Every Linear Programming Problem (LPP) is associated with another linear programming problem involving the same data and optimal solutions. The two problems are said to be duals of each other. One problem is called the primal, while the other problem is called the dual. The concept of duality is useful to obtain additional information about the variation in the optimal solution.

ECONOMIC INTERPRETATION: The linear programming problem is thought of as a resource allocation model, where the objective is to maximize revenue or profit subject to limited resources. The associated dual problem offers interesting economic interpretations of the linear programming resource allocation model.

SENSITIVITY ANALYSIS: The management of a company is interested in knowing the impact of changes in the input parameter values on the optimal solution. This process is called sensitivity analysis or post optimality analysis. The results of sensitivity analysis establishes upper and lower bounds for input parameter values within which they can vary without causing major changes in the current optimal solution. Sensitivity analysis allows us to figure out which data offers a significant impact on the results. This in turn allows us to concentrate on getting accurate data for those items, or at least running through several scenarios with various values of the crucial data, to get an idea of the range of possible outcomes.

TRANSPORTATION PROBLEM

Every Transportation model is an important class of linear programs. For a given supply at each source and a given demand at each destination, the model studies the minimization of the cost of transporting a commodity from a number of sources to several destinations. To facilitate the presentation and solution, the general transportation problem is normally portrayed in a tabular form.
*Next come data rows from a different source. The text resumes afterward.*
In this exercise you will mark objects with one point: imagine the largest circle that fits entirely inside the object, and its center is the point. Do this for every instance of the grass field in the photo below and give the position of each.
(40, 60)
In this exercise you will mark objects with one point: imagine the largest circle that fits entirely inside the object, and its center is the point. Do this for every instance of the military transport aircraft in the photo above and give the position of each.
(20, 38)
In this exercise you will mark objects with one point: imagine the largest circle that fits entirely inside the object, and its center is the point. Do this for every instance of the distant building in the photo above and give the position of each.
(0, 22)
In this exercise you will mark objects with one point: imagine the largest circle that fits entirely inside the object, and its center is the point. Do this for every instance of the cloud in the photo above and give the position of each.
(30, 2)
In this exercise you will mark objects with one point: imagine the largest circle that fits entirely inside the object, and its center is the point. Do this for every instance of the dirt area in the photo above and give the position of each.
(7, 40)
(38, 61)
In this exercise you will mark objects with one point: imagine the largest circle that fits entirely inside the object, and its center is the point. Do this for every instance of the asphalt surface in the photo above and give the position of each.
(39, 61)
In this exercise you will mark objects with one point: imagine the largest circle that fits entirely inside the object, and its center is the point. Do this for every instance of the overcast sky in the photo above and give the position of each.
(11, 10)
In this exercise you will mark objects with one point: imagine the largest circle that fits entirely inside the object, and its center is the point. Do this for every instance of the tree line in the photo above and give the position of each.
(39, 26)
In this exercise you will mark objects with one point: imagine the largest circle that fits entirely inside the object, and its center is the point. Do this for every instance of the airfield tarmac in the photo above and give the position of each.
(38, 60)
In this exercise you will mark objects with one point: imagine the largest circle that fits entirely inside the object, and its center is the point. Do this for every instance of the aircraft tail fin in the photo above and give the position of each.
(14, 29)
INTEGER PROGRAMMING PROBLEM

The IPP is a special case of Linear Programming Problem (LPP), where all or some variables are constrained to assume non-negative integer values. Integer LP problems are those in which some or all of the variables are restricted to integer (or discrete) values. An integer LP problem has important applications. Capital budgeting, construction scheduling, plant location and size, routing and shipping schedule, batch size, capacity expansion, fixed charge, etc are a few problems which demonstrate the areas of application of integer programming.
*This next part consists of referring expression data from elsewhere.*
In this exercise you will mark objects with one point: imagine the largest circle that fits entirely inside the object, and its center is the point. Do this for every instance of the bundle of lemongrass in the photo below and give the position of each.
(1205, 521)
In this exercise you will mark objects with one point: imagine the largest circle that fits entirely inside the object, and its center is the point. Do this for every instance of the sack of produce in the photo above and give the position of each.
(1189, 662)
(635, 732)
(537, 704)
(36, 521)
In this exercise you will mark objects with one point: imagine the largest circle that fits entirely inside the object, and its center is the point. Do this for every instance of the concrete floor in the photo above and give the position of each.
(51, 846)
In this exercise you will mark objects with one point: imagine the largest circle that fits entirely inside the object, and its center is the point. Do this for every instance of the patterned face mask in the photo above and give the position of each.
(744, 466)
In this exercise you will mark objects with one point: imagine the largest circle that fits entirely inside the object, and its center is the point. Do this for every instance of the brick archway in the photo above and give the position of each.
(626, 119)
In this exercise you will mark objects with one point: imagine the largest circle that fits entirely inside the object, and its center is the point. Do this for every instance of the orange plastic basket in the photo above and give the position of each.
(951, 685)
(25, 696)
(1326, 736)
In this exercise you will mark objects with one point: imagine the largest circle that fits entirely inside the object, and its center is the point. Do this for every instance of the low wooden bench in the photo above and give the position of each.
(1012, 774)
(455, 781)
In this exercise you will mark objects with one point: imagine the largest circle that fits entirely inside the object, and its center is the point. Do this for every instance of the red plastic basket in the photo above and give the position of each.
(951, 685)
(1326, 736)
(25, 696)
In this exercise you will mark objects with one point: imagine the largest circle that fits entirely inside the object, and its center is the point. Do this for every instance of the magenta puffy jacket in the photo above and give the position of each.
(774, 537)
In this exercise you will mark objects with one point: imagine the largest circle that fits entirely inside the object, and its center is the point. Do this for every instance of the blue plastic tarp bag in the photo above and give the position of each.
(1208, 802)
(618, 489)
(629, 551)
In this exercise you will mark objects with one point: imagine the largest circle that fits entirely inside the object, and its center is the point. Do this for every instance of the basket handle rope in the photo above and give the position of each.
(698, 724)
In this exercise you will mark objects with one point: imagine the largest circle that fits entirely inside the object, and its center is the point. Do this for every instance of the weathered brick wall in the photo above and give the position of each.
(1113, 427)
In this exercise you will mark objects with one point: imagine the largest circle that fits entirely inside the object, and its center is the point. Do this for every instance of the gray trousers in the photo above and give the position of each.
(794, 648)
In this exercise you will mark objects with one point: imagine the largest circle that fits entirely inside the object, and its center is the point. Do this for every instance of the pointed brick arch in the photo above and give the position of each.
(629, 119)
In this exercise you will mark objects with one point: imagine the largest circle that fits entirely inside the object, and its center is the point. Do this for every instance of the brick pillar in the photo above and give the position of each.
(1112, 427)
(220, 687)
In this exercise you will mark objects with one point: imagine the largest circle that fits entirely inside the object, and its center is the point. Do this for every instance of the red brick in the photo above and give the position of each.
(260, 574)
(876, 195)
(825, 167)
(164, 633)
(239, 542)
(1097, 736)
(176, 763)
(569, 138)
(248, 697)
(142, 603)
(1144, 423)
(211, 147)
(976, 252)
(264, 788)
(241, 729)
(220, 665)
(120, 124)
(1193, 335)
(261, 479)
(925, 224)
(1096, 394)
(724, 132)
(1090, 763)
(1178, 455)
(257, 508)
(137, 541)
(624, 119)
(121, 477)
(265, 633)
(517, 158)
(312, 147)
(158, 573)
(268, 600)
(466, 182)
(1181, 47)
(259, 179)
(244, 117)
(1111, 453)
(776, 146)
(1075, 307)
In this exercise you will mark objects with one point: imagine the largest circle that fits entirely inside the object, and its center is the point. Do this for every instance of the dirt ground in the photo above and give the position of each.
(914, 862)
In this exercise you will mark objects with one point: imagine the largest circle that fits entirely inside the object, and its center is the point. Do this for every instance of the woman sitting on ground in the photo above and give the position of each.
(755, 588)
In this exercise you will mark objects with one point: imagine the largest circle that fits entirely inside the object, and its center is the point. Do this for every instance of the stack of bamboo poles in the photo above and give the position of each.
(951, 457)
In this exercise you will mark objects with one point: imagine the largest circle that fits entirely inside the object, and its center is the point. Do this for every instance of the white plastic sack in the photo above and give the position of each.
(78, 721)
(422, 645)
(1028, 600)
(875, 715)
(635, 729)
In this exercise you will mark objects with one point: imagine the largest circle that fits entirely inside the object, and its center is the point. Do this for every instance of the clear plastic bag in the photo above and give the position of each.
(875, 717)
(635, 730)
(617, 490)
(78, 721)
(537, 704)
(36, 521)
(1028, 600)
TYPES: Pure, mixed and zero-one.

QUEUING THEORY

Queuing theory is a collection of mathematical models of various queuing systems. It is based on probability concepts. It gives an indication of the capability of a

given system and the possible changes in its performance with modification to the system. All the constraints of the process are not taken into account in the formulation of a queuing model. The application of queuing theory cannot be viewed as an optimization process as there is no maximization or minimization of an objective function.
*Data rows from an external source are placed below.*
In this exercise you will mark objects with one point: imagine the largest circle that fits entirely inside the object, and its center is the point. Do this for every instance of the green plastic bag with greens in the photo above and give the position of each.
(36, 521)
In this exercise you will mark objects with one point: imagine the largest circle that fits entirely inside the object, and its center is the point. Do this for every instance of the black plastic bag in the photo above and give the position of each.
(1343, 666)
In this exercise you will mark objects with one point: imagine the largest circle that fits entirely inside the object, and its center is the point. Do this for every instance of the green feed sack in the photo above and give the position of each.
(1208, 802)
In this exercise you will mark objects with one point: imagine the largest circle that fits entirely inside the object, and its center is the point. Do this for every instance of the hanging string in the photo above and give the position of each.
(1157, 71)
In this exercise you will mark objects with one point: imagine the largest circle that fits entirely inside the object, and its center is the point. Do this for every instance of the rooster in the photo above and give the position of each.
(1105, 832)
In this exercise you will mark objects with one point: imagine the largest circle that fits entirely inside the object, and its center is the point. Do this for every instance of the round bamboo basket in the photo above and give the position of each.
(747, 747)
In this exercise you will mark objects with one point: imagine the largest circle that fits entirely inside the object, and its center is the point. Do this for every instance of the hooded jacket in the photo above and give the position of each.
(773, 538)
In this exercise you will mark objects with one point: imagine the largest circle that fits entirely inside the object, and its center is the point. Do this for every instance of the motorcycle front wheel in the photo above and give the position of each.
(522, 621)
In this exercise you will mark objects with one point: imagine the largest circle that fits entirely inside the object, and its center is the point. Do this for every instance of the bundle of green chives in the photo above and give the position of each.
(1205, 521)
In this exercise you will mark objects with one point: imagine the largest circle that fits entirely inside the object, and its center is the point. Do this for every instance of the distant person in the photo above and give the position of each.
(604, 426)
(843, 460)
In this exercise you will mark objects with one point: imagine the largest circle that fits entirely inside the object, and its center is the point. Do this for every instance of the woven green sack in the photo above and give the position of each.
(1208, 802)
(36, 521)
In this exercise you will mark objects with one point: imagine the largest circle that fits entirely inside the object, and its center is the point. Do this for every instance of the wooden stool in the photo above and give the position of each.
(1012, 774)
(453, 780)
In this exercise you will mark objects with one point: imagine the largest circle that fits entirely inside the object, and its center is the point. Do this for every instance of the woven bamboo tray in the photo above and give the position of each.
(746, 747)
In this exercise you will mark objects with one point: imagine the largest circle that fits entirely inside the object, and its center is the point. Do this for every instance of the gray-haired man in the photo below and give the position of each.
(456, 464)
CONSTITUETS: Arrival pattern of customers can be regular as in case of an appointment system of a doctor or flow of components on a conveyor belt. The regular pattern of arrivals is neither very common nor

very easy to deal with mathematically.

Completely random arrivals: If the number of potential customers is infinitely large, then probability of an arrival in the next interval of time will not depend upon the number of customers already in the system. When the arrivals are completely random, they follow the Poisson distribution, which equals to the average number of arrivals per unit time. Sometimes it is necessary to distinguish between groups of customers, such as male and female callers, or large and small aircrafts during the arrivals.